Existence of a Substring in a String and Its Reverse

Problem

Given a**** string s, find any substring of length 2 which is also present in the reverse of s.

Return true if such a substring exists, andfalse otherwise.

Examples

Example 1

Input: s = "leetcode"

Output: true

Explanation: Substring `"ee"` is of length `2` which is also present in
`reverse(s) == "edocteel"`.

Example 2

Input: s = "abcba"

Output: true

Explanation: All of the substrings of length `2` `"ab"`, `"bc"`, `"cb"`,
`"ba"` are also present in `reverse(s) == "abcba"`.

Example 3

Input: s = "abcd"

Output: false

Explanation: There is no substring of length `2` in `s`, which is also
present in the reverse of `s`.

Constraints

• 1 <= s.length <= 100
• s consists only of lowercase English letters.

Solution

Method 1 – Hash Set for Substrings

Intuition

If any substring of length 2 in s is also present in the reverse of s, then there is an overlap.
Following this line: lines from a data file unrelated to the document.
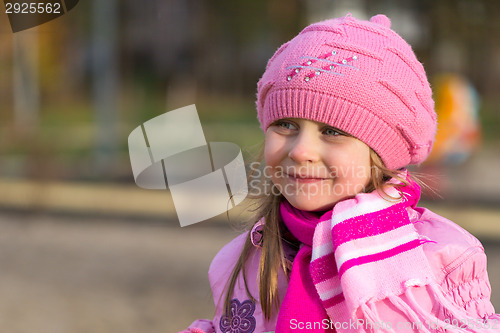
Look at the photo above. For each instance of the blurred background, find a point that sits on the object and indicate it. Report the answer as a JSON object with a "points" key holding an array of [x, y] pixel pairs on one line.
{"points": [[82, 249]]}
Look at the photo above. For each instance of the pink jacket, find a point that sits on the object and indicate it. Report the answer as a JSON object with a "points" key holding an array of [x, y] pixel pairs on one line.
{"points": [[456, 257]]}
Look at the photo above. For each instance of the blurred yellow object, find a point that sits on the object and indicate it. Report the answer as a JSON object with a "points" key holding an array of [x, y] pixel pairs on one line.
{"points": [[459, 132]]}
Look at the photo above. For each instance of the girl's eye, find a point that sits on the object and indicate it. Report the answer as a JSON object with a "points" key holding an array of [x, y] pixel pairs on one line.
{"points": [[331, 132], [285, 125]]}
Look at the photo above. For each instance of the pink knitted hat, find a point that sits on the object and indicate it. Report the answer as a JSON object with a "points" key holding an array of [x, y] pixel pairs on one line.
{"points": [[358, 76]]}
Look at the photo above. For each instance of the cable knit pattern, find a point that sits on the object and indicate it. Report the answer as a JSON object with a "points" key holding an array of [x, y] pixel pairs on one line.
{"points": [[358, 76]]}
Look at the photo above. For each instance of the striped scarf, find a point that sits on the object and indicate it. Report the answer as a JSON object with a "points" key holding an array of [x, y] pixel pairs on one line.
{"points": [[363, 251]]}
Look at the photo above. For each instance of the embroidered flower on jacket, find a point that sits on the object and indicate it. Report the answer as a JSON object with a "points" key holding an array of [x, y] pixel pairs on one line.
{"points": [[241, 320]]}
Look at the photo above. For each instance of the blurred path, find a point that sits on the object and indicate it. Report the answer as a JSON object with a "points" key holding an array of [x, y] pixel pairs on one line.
{"points": [[66, 274], [81, 275]]}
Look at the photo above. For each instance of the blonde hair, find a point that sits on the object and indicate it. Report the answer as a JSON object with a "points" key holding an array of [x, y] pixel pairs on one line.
{"points": [[272, 254]]}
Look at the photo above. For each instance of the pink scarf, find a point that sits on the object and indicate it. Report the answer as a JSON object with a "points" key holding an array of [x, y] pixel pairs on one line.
{"points": [[363, 251]]}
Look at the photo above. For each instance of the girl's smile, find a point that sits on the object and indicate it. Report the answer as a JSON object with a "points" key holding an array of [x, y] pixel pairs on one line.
{"points": [[315, 165]]}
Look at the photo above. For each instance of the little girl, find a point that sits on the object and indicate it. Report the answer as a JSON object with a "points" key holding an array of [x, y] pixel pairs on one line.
{"points": [[340, 244]]}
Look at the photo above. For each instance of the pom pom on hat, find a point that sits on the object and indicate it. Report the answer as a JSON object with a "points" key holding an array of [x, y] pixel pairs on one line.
{"points": [[382, 20], [358, 76]]}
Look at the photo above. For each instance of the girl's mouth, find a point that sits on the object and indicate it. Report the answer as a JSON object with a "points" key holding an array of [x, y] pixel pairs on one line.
{"points": [[304, 178]]}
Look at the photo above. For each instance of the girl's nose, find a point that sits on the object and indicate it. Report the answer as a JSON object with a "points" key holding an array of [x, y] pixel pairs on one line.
{"points": [[304, 149]]}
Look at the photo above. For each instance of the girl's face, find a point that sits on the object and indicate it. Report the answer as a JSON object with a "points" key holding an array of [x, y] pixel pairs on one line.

We can collect all substrings of length 2 from s and from reverse(s), and check for intersection.

Approach

1. If the length of s is less than 2, return false.
2. Collect all substrings of length 2 from s into a set.
3. Reverse s and collect all substrings of length 2 from the reversed string into another set.
4. Check if there is any intersection between the two sets.
5. Return true if there is an intersection, otherwise false.

Code

C++

class Solution {
public:
    bool hasSubstringInReverse(string s) {
        if (s.size() < 2) return false;
        unordered_set<string> subs, revsubs;
        for (int i = 0; i + 1 < s.size(); ++i) subs.insert(s.substr(i, 2));
        reverse(s.begin(), s.end());
        for (int i = 0; i + 1 < s.size(); ++i) revsubs.insert(s.substr(i, 2));
        for (auto& sub : subs) if (revsubs.count(sub)) return true;
        return false;
    }
};

Java

class Solution {
    public boolean hasSubstringInReverse(String s) {
        if (s.length() < 2) return false;
        Set<String> subs = new HashSet<>();
        Set<String> revsubs = new HashSet<>();
        for (int i = 0; i + 1 < s.length(); ++i) subs.add(s.substring(i, i+2));
        StringBuilder sb = new StringBuilder(s).reverse();
        for (int i = 0; i + 1 < s.length(); ++i) revsubs.add(sb.substring(i, i+2));
        for (String sub : subs) if (revsubs.contains(sub)) return true;
        return false;
    }
}

Python

class Solution:
    def hasSubstringInReverse(self, s: str) -> bool:
        if len(s) < 2:
            return False
        subs = set(s[i:i+2] for i in range(len(s)-1))
        rev = s[::-1]
        revsubs = set(rev[i:i+2] for i in range(len(rev)-1))
        return not subs.isdisjoint(revsubs)

Rust

use std::collections::HashSet;
impl Solution {
    pub fn has_substring_in_reverse(s: String) -> bool {
        if s.len() < 2 { return false; }
        let subs: HashSet<_> = s.as_bytes().windows(2).map(|w| w.to_vec()).collect();
        let rev: Vec<u8> = s.bytes().rev().collect();
        let revsubs: HashSet<_> = rev.windows(2).map(|w| w.to_vec()).collect();
        subs.intersection(&revsubs).next().is_some()
    }
}

TypeScript

class Solution {
    hasSubstringInReverse(s: string): boolean {
        if (s.length < 2) return false;
        const subs = new Set<string>();
        for (let i = 0; i + 1 < s.length; ++i) subs.add(s.substring(i, i+2));
        const rev = s.split('').reverse().join('');
        const revsubs = new Set<string>();
        for (let i = 0; i + 1 < rev.length; ++i) revsubs.add(rev.substring(i, i+2));
        for (const sub of subs) if (revsubs.has(sub)) return true;
        return false;
    }
}

Complexity

• ⏰ Time complexity: O(n), where n is the length of s (since substring extraction and set operations are linear).
• 🧺 Space complexity: O(n), for storing the sets of substrings.